Dropout layers work by randomly setting parts of the input tensor during training - dropout layers are always turned off for inference. This forces the model to learn against this masked or reduced dataset.

https://pytorch.org/docs/stable/generated/torch.nn.Dropout.html

In [7]:
my_tensor = torch.rand(1, 4, 4)

dropout = torch.nn.Dropout(p=0.4)
print(dropout(my_tensor))
print(dropout(my_tensor))

tensor([[[1.4551, 0.0000, 0.0000, 1.4674],
         [0.0000, 1.1179, 0.6502, 0.0000],
         [0.0000, 0.0000, 1.3803, 0.0000],
         [0.0000, 0.0000, 0.0000, 0.7054]]])
tensor([[[1.4551, 0.3403, 0.3280, 0.0000],
         [0.4372, 0.0000, 0.6502, 0.7847],
         [0.9113, 0.5016, 1.3803, 0.0000],
         [0.8670, 0.0000, 0.5093, 0.7054]]])


### Activations Functions

`torch.nn.Module` has objects encapsulating all of the major activation functions including `ReLU` and its many `variants`, `Tanh`, `Hardtanh`, `sigmoid`, and more.

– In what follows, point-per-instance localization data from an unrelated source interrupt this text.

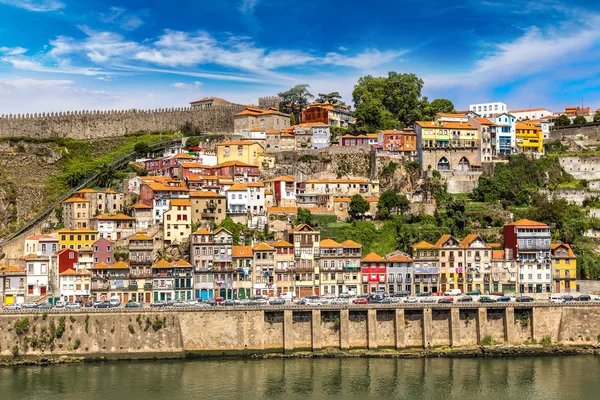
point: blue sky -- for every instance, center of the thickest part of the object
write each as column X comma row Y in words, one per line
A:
column 90, row 54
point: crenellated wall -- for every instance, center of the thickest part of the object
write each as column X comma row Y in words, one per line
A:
column 112, row 123
column 252, row 330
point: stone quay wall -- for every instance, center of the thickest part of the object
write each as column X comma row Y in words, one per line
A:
column 253, row 330
column 113, row 123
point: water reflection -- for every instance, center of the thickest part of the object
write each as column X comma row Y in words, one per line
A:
column 353, row 378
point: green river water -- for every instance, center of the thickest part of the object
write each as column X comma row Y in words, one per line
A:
column 345, row 378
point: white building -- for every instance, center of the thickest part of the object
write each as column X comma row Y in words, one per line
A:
column 237, row 199
column 487, row 110
column 36, row 268
column 532, row 113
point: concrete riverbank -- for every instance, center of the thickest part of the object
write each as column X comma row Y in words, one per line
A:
column 415, row 331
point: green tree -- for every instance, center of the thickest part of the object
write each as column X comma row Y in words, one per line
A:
column 563, row 120
column 298, row 97
column 192, row 141
column 333, row 98
column 304, row 216
column 436, row 106
column 399, row 94
column 358, row 206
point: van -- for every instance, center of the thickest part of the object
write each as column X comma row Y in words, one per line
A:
column 452, row 292
column 114, row 301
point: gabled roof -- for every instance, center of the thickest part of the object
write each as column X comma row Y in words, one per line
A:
column 373, row 257
column 399, row 258
column 350, row 243
column 162, row 263
column 263, row 247
column 424, row 245
column 528, row 222
column 241, row 251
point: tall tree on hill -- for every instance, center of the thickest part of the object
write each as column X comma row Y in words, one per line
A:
column 333, row 97
column 298, row 97
column 398, row 94
column 436, row 106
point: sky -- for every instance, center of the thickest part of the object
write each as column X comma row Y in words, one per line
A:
column 59, row 55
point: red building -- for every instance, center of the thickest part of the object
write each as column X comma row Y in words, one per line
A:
column 373, row 270
column 67, row 259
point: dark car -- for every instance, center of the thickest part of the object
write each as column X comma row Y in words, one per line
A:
column 524, row 299
column 486, row 299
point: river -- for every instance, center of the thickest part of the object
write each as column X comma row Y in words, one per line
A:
column 346, row 378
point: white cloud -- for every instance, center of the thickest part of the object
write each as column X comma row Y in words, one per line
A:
column 247, row 6
column 12, row 51
column 121, row 17
column 35, row 5
column 182, row 85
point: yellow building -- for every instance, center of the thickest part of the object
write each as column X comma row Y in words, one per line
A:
column 244, row 151
column 529, row 139
column 564, row 265
column 446, row 134
column 76, row 238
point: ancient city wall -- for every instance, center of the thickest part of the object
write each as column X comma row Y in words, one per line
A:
column 254, row 330
column 102, row 124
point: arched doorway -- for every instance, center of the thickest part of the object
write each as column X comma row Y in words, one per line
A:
column 464, row 164
column 443, row 164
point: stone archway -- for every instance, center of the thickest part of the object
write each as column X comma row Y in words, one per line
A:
column 464, row 164
column 443, row 164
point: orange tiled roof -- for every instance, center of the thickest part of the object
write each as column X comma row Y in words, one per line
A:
column 373, row 257
column 329, row 243
column 241, row 251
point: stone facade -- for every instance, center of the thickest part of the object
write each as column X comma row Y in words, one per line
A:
column 112, row 123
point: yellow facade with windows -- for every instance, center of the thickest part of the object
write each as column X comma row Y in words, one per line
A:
column 76, row 238
column 529, row 138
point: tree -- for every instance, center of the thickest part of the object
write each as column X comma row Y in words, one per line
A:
column 563, row 120
column 332, row 98
column 358, row 206
column 141, row 148
column 298, row 97
column 436, row 106
column 399, row 94
column 304, row 216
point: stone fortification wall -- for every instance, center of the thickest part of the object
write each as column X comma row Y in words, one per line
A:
column 251, row 330
column 102, row 124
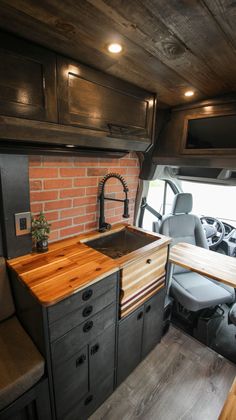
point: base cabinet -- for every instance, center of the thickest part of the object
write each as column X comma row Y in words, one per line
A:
column 138, row 334
column 153, row 322
column 77, row 379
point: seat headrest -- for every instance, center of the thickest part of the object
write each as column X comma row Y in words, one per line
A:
column 183, row 203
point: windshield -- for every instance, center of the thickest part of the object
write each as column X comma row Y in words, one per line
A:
column 213, row 200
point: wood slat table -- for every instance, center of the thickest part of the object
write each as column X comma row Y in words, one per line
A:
column 203, row 261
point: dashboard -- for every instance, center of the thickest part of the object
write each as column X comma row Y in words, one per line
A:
column 228, row 245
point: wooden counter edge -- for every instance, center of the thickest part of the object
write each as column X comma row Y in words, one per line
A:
column 75, row 290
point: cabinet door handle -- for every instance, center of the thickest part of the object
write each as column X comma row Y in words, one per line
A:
column 148, row 308
column 87, row 311
column 88, row 326
column 94, row 349
column 140, row 315
column 81, row 359
column 88, row 400
column 87, row 294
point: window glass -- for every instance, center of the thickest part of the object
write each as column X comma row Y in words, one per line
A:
column 213, row 200
column 155, row 199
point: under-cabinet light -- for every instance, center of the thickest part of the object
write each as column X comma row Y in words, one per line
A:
column 189, row 93
column 115, row 48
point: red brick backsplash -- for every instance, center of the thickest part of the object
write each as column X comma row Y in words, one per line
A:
column 66, row 190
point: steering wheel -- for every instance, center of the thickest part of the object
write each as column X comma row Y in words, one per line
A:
column 214, row 231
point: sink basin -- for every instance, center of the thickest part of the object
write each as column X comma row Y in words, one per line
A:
column 121, row 243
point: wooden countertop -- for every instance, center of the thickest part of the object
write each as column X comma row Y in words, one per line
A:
column 70, row 265
column 203, row 261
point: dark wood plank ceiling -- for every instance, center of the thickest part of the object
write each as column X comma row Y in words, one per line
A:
column 170, row 46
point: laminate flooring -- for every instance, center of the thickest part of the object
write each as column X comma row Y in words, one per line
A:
column 181, row 379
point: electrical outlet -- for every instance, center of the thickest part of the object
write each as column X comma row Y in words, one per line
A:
column 23, row 223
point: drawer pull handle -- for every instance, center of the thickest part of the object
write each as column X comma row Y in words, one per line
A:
column 81, row 359
column 88, row 400
column 140, row 315
column 88, row 326
column 87, row 311
column 94, row 349
column 87, row 294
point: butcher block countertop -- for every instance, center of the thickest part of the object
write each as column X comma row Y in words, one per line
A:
column 203, row 261
column 70, row 265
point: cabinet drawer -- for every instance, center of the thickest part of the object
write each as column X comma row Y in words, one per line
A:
column 91, row 401
column 71, row 342
column 60, row 327
column 71, row 381
column 79, row 299
column 139, row 275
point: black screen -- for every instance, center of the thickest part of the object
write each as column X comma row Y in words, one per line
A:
column 213, row 132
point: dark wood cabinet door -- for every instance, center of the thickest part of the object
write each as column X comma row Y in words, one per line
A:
column 96, row 101
column 153, row 322
column 27, row 80
column 102, row 356
column 71, row 382
column 129, row 343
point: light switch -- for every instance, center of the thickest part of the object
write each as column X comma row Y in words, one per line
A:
column 23, row 223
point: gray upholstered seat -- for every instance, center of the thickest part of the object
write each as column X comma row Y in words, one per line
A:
column 193, row 291
column 232, row 315
column 21, row 365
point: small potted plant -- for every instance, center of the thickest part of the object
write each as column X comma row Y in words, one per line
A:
column 40, row 229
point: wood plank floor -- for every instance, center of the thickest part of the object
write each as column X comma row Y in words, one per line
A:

It also includes other functions, such as `Softmax`, that are most useful at the output stage of a model.

### Loss Functions

**Loss functions** tell us how far a model’s prediction is from the correct answer. PyTorch contains a variety of loss functions, including common `MSE` (`mean squared error` = L2 norm), `Cross Entropy Loss` and `Negative Likelihood Loss` (useful for classifiers), and others.